[extropy-chat] Identity (was: Survival tangent)

John K Clark jonkc at att.net
Tue Nov 7 08:32:08 UTC 2006


"Lee Corbin" <lcorbin at rawbw.com>

> So if it's true that there is an extremely similar (only a trillion or so
> atoms  different with slightly different pattern) copy of you running on a 
> planet
> of Alpha Centauri, it's okay if it or you die?

Yea yea Alpha Centauri, I've been hearing this argument for years. I'll just
repeat a post I sent to the list way back in 1999:

An exact duplicate of the earth, and it's entire ecosystem, is created a
billion light years away. The duplicate world would need some sort of
feedback mechanism to keep the worlds in synchronization, non linear effects
would amplify tiny variations, even quantum fluctuations, into big
differences, but this is a thought experiment so who cares. In the first two
cases below the results would vary according to personalities, remember
there's a lot of illogic even in the best of us.

1) I know all about the duplicate world and you put a 44 magnum to my head
and tell me in ten seconds you will blow my brains out. Am I concerned? You
bet I am because I know that your double is holding an identical gun to the
head of my double and making an identical threat.

2) I find out that for the first time since the Big Bang the worlds will
diverge, in 10 seconds you will put a bullet in my head but my double will
be spared. Am I concerned? Yes, and angry as well, in times of intense
stress nobody is very logical. My double is no longer exact because I am
going through a traumatic experience and my double is not. I'd be looking at
that huge gun and wondering what it will be like when it goes off and if
death will really be instantaneous. I'd be wondering if my philosophy was
really as sound as I thought it was and I'd also be wondering why I get the
bullet and not my double and cursing the unfairness of it all.

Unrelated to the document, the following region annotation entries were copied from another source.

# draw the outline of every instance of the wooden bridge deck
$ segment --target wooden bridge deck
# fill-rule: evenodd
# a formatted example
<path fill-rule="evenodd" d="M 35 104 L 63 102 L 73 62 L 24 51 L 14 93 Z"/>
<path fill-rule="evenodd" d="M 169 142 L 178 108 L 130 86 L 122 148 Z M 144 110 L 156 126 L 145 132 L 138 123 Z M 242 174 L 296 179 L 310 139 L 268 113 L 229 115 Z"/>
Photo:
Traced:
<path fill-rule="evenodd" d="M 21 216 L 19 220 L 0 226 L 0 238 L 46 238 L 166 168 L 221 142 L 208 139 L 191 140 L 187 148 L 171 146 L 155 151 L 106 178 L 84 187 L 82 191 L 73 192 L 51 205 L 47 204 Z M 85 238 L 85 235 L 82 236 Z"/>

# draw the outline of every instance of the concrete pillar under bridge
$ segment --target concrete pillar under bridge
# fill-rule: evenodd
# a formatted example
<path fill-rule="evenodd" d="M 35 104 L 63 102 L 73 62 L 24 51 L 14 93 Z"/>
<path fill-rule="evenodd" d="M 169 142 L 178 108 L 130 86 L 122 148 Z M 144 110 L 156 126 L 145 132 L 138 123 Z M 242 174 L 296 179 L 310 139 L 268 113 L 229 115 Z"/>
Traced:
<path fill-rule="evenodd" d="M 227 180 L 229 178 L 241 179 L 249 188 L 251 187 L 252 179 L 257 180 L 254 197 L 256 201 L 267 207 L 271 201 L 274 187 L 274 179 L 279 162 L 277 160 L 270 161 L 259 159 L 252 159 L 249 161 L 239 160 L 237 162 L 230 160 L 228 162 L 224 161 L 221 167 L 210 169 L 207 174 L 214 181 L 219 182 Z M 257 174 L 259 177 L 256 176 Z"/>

My (semi) double would be thinking "it's a shame about that other fellow but
I'm glad it's not me".

3) I know nothing about the duplicate world, a gun is at both our heads and
we both are convinced we're going to die. One gun goes off, making a hell of
a mess, but the other gun, for inexplicable reasons misfires. In this case
NOBODY died and except for undergoing a terrifying experience I am
completely unharmed. The real beauty part is that I don't even have to clean
up the mess.

The bottom line is we don't have thoughts and emotions, we are thoughts and
emotions, and the idea that the particular hardware that is rendering them
changes their meaning is as crazy as my computer making the meaning of your
post different from what it was on yours.